The U.S. Coast Guard accepted delivery of its 36th Sentinel-class fast response cutter (FRC), the future USCGC Daniel Tarr (WPC-1136), from Bollinger Shipyards during a ceremony in Key West, Florida on Nov. 7.
The cutter will be the first of three planned FRCs stationed in Galveston, Texas.
Daniel Tarr, the cutter’s namesake, was one of four Coast Guard coxswains who served with the Marines during the amphibious invasion of Tulagi, Solomon Islands, in August 1942. Tarr enlisted as a surfman and later became coxswain of USS McKean’s Boat Number 1 prior to the invasion. On Aug. 7, 1942, Tarr, along with the other 3 coxswains, landed the first wave of the Marine Corps’ Raider Battalion on the beaches of Tulagi; in the following three days, they also delivered vitally needed equipment, ammunition and supplies. For their role in the landing of the Marines’ first wave, and capture of Tulagi, the four coxswains were awarded the Silver Star Medal. They were the first enlisted men in the Coast Guard to receive the Silver Star Medal.
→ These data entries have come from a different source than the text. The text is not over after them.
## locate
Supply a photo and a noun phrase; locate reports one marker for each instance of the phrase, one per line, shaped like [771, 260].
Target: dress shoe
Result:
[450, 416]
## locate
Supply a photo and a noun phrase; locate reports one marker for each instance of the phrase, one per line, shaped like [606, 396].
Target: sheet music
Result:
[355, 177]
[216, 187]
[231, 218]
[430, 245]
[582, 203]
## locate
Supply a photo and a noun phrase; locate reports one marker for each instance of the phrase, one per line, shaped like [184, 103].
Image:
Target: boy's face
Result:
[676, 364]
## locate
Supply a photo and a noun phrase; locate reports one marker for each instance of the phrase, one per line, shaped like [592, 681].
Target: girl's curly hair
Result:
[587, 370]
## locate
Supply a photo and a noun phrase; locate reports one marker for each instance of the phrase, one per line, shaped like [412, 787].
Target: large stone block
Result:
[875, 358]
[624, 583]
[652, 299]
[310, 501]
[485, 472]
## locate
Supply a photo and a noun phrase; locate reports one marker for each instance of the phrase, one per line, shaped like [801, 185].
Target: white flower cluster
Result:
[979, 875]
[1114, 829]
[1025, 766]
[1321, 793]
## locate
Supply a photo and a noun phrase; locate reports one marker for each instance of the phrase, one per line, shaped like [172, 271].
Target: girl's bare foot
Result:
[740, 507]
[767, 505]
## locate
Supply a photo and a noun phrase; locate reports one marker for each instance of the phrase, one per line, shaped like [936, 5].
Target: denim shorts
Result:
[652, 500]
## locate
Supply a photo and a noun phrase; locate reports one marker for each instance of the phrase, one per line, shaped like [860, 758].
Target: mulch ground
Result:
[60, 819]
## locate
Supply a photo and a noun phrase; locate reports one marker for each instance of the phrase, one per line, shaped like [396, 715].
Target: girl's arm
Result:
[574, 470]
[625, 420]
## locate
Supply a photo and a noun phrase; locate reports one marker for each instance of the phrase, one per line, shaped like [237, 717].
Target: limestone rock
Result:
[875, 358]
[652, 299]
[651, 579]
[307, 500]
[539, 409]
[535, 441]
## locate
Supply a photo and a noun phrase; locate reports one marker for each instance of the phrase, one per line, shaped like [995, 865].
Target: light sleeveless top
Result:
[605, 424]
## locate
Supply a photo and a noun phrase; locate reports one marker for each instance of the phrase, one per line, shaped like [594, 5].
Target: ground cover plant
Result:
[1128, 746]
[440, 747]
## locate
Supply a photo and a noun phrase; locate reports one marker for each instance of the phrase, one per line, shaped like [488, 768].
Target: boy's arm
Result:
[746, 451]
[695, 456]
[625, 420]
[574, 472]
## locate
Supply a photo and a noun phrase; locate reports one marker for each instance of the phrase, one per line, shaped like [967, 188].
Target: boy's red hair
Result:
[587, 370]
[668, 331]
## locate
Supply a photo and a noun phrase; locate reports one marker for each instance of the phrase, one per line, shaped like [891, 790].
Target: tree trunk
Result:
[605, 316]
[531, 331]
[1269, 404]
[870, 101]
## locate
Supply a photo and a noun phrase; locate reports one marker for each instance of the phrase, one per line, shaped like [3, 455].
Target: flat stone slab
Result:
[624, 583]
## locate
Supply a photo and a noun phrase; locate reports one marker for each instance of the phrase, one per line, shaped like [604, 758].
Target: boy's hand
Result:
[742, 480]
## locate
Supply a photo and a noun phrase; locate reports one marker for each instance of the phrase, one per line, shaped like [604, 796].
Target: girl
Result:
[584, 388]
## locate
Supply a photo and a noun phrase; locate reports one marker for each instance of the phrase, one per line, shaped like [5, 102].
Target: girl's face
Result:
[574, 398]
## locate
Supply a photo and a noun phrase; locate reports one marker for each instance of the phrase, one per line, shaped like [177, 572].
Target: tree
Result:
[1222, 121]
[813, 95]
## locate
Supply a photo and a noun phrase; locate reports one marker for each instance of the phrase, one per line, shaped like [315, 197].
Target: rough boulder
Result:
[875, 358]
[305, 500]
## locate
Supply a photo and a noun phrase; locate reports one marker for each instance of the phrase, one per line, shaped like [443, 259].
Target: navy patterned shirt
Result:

The FRCs are replacing the 1980s-era 110-foot patrol boats and feature advanced command, control, communications, computers, intelligence, surveillance and reconnaissance equipment. The cutters feature improved habitability and seakeeping, and over-the-horizon cutter boat launch and recovery from astern or via side davits. Each FRC is 154 feet long, has an endurance of at least five days and can reach a maximum speed of over 28 knots.
Thirty-five FRCs are in service: 12 in Florida; seven in Puerto Rico; four in California; three in Hawaii and in New Jersey; and two in Alaska, Mississippi and North Carolina. The Coast Guard ordered 56 FRCs to date. Future FRC homeports include Santa Rita, Guam; Astoria, Oregon; and Kodiak, Seward and Sitka, Alaska.
The 35th fast response cutter, USCGC Angela McShan (WPC-1135), was commissioned during a ceremony in Cape May, New Jersey on Oct. 26. It is the third FRC to be stationed in Cape May.